# I machine polished one of my work vans



## Mookistar (Feb 5, 2004)

Bought a little Van last year for doing local deliveries in. not in bad nick, nice and cheap. Ex-royal mail.

Looked like it had never seen polish in its life... and we owned it for a year before enough was enough

So, porter cable set to stun, and a bottle of Poorboys, this iz wot i dun!

Before.














































During














































After
























































Only took 5 hours :nervous:

Mook


----------



## Min-e (Sep 23, 2009)

Looks pretty damn good, nice work! The reg plate of the van would be ideal for Fuggles too :thumbsup:


----------



## GALLA_4 (Jan 4, 2007)

So when you gonna put up the after pics?


----------



## ru' (Feb 18, 2007)

wow, quite a difference!


----------



## minifreak (Mar 4, 2006)

wow impressive! the fugmobile has a new life!

wanna do my white tro?  infact, u wanna swap my white tro for mookitro?


----------



## hodgie (Oct 23, 2003)

You`ve got some wicked wheels Mook


----------



## Mookistar (Feb 5, 2004)

hodgie said:


> You`ve got some wicked wheels Mook


i know, some of us were just born lucky.



mook


----------



## Mookistar (Feb 5, 2004)

minifreak said:


> wow impressive! the fugmobile has a new life!
> 
> wanna do my white tro?  infact, u wanna swap my white tro for mookitro?


I'm doing the Mookra next, then i'll do white Tro

mook


----------



## hodgie (Oct 23, 2003)

Is the white one yours aswell, yousssss well wkd.


----------



## cleethorpes (Sep 30, 2008)

I've been looking to get a polisher....any suggestions as to what and from where? there are loads of cheapo ebay items....


----------



## Bandit (Jul 2, 2004)

cleethorpes said:


> I've been looking to get a polisher....any suggestions as to what and from where? there are loads of cheapo ebay items....


Give Alex Creasey a PM. 

He does some little Kestrel DA polishers that are cheap and very good and easy to use.

If not you can't go wrong with a Porter Cable, you might have to import one from the states though. Got mine from these guys Porter Cable 7424 Car Polisher | Electric Orbital Auto Buffer
You will also need a step-down transformer as they are 110V


----------



## Bandit (Jul 2, 2004)

Forgot to say........

Looking good Mook :thumbsup:


----------



## Mook (Mar 20, 2007)

I use an impoted porter cable and it's brilliant

yes hodgie, day badass is mine!


----------



## Alex Creasey (Jun 5, 2002)

Job well done Mook! :thumbsup:


----------



## gtrsmiles (Mar 10, 2008)

wow nice work mate, new lease of life!


----------



## sin (Dec 3, 2007)

Mook, i normally only post when i've got something to say or am really impressed by something.

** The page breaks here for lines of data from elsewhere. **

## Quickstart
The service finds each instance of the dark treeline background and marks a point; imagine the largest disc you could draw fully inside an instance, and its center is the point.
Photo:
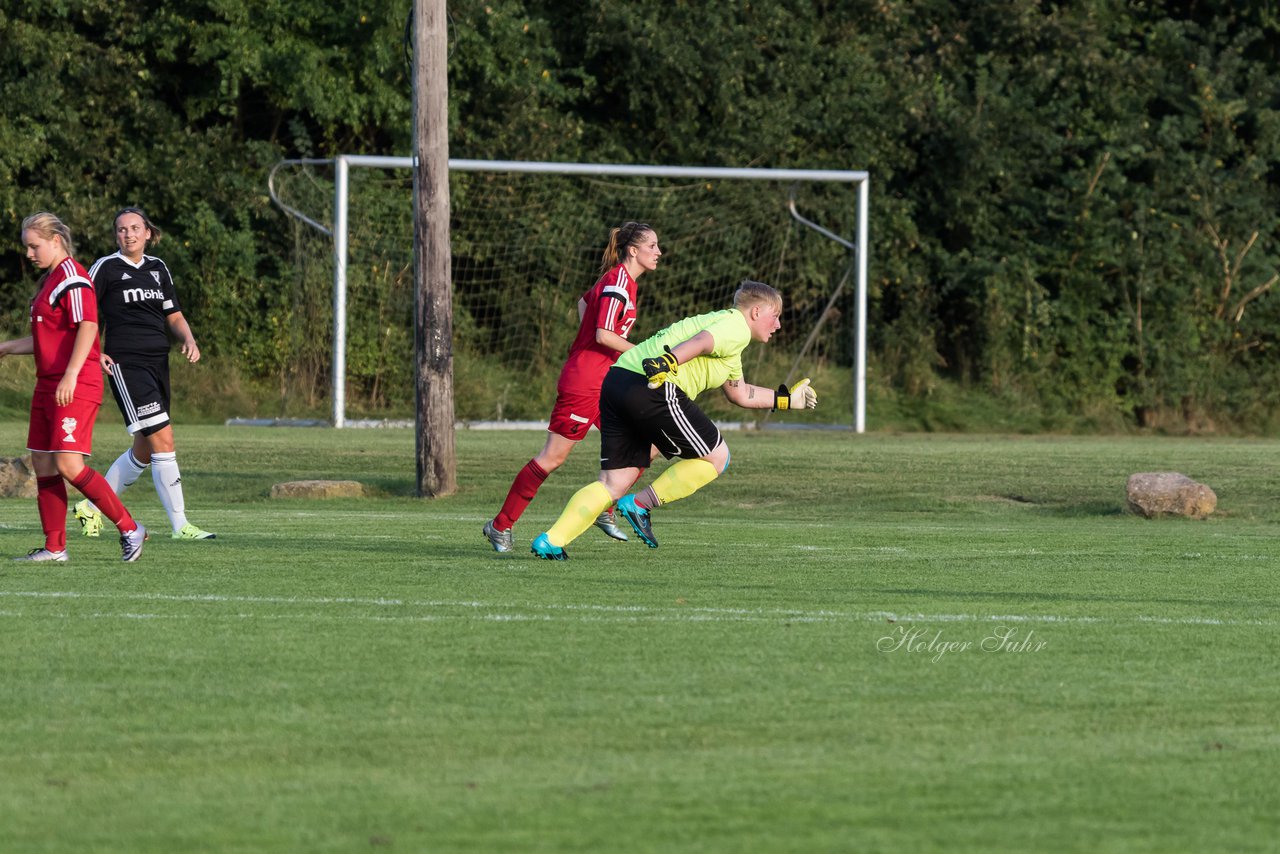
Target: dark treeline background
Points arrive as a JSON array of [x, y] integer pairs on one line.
[[1073, 210]]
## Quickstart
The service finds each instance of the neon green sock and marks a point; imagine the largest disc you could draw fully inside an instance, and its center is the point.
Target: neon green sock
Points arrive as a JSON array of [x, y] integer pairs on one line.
[[682, 480], [579, 514]]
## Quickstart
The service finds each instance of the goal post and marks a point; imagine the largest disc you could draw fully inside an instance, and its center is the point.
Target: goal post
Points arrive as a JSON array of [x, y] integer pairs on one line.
[[659, 204]]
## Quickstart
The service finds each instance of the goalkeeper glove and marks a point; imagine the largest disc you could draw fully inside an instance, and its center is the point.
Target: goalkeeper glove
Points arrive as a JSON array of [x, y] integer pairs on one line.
[[661, 368], [798, 397]]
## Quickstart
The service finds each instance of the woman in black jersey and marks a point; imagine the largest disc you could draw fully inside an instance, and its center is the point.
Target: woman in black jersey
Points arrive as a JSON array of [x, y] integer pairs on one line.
[[138, 310]]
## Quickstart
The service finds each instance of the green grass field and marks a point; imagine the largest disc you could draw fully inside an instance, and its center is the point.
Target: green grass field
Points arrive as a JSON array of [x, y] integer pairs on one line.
[[851, 643]]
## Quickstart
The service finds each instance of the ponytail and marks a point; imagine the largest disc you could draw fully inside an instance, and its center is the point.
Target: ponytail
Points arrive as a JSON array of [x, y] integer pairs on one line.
[[50, 227]]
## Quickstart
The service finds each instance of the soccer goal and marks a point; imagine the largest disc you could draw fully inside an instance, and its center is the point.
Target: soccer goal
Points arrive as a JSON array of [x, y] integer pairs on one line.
[[526, 242]]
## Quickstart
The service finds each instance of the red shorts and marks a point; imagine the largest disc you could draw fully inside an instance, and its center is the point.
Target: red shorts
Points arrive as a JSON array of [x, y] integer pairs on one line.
[[55, 428], [574, 414]]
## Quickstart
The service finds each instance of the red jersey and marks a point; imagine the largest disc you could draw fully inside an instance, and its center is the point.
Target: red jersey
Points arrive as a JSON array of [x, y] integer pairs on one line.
[[65, 300], [611, 304]]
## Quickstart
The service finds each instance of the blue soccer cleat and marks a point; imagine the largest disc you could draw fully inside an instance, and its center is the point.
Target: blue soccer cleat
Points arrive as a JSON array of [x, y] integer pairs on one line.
[[639, 519], [543, 548]]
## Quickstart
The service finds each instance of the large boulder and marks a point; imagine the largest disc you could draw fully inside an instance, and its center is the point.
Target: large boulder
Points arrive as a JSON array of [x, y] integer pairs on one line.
[[17, 478], [1169, 493], [319, 489]]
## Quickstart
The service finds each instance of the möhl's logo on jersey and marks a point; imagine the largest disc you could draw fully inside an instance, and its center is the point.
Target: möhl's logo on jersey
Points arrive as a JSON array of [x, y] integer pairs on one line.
[[137, 295]]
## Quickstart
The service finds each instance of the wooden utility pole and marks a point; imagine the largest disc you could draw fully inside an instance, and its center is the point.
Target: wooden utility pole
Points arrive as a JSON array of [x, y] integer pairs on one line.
[[433, 304]]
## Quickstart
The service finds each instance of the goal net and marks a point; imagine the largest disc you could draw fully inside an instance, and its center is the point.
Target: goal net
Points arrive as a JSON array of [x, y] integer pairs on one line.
[[525, 247]]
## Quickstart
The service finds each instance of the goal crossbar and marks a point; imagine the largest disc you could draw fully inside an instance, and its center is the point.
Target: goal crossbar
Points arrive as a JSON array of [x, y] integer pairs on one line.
[[342, 165]]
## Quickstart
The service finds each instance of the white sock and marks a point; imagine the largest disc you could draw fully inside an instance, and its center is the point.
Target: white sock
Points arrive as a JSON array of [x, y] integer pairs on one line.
[[168, 480], [123, 473]]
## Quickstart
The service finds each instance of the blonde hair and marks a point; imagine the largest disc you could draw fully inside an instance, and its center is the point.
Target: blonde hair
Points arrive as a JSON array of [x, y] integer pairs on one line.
[[146, 222], [750, 293], [620, 238], [49, 227]]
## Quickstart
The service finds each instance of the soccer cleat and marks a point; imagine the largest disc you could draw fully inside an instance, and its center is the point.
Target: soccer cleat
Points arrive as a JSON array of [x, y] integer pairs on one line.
[[639, 519], [41, 555], [190, 531], [131, 543], [609, 525], [543, 548], [501, 540], [88, 517]]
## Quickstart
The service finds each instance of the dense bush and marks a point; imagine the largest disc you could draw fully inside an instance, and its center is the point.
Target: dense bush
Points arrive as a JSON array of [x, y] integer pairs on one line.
[[1073, 204]]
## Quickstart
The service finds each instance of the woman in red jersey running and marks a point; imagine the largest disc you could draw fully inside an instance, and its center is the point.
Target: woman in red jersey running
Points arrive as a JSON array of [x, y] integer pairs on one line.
[[68, 391], [606, 314]]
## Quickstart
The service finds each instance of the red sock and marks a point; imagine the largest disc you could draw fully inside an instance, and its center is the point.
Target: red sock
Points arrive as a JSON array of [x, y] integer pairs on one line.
[[51, 503], [522, 492], [97, 491]]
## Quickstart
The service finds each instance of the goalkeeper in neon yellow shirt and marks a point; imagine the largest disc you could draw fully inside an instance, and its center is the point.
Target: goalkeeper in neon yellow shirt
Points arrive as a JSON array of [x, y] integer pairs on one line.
[[648, 402]]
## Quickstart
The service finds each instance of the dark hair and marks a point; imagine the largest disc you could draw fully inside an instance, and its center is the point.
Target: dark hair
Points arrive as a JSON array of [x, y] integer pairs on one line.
[[146, 220], [620, 238]]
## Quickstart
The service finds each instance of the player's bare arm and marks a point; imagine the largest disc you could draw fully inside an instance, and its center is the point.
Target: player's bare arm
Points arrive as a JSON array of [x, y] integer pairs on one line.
[[86, 336], [613, 341], [186, 341], [699, 345]]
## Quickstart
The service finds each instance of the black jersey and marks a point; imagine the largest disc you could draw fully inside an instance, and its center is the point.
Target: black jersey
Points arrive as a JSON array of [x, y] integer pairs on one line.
[[133, 302]]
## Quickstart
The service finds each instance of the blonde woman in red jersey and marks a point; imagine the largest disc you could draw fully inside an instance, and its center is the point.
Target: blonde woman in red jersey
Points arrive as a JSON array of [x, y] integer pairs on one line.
[[68, 391], [606, 314]]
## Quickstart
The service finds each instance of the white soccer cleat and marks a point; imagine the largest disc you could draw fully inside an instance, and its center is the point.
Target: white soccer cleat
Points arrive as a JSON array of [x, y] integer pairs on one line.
[[41, 555]]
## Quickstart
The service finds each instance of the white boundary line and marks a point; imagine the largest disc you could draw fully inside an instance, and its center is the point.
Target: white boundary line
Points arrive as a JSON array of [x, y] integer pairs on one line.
[[586, 612]]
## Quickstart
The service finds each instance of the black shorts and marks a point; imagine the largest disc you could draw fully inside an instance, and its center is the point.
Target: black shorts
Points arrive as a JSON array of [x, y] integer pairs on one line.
[[142, 393], [634, 418]]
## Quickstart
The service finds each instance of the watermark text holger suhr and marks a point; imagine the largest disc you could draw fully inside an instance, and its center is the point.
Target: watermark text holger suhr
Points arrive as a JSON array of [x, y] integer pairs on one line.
[[931, 642]]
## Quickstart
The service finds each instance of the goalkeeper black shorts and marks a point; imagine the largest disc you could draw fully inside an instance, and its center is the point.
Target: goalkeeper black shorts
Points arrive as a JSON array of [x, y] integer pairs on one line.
[[634, 418]]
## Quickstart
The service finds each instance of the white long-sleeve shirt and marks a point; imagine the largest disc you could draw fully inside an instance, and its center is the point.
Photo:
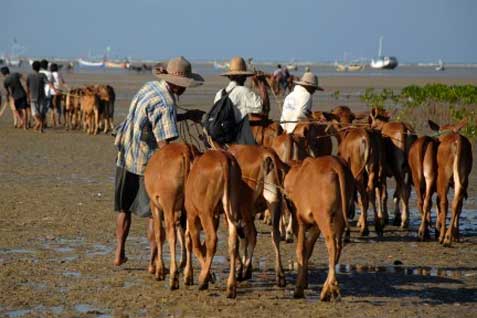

This time i'm impressed, great work tarting that van up, looks like new. I know how long it must of took you, but the reults speak volumes.

Great work.


----------



## tonigmr2 (Sep 12, 2002)

...you've also got too much time on your hands. Pretty amazing transformation though.


----------



## bigkev (Mar 2, 2008)

sin said:


> I know how long it must of took you


so do i... 5 hours:thumbsup:


----------



## sin (Dec 3, 2007)

bigkev said:


> so do i... 5 hours:thumbsup:


Note to self, read the post thoroughly and not just look at pictures.


----------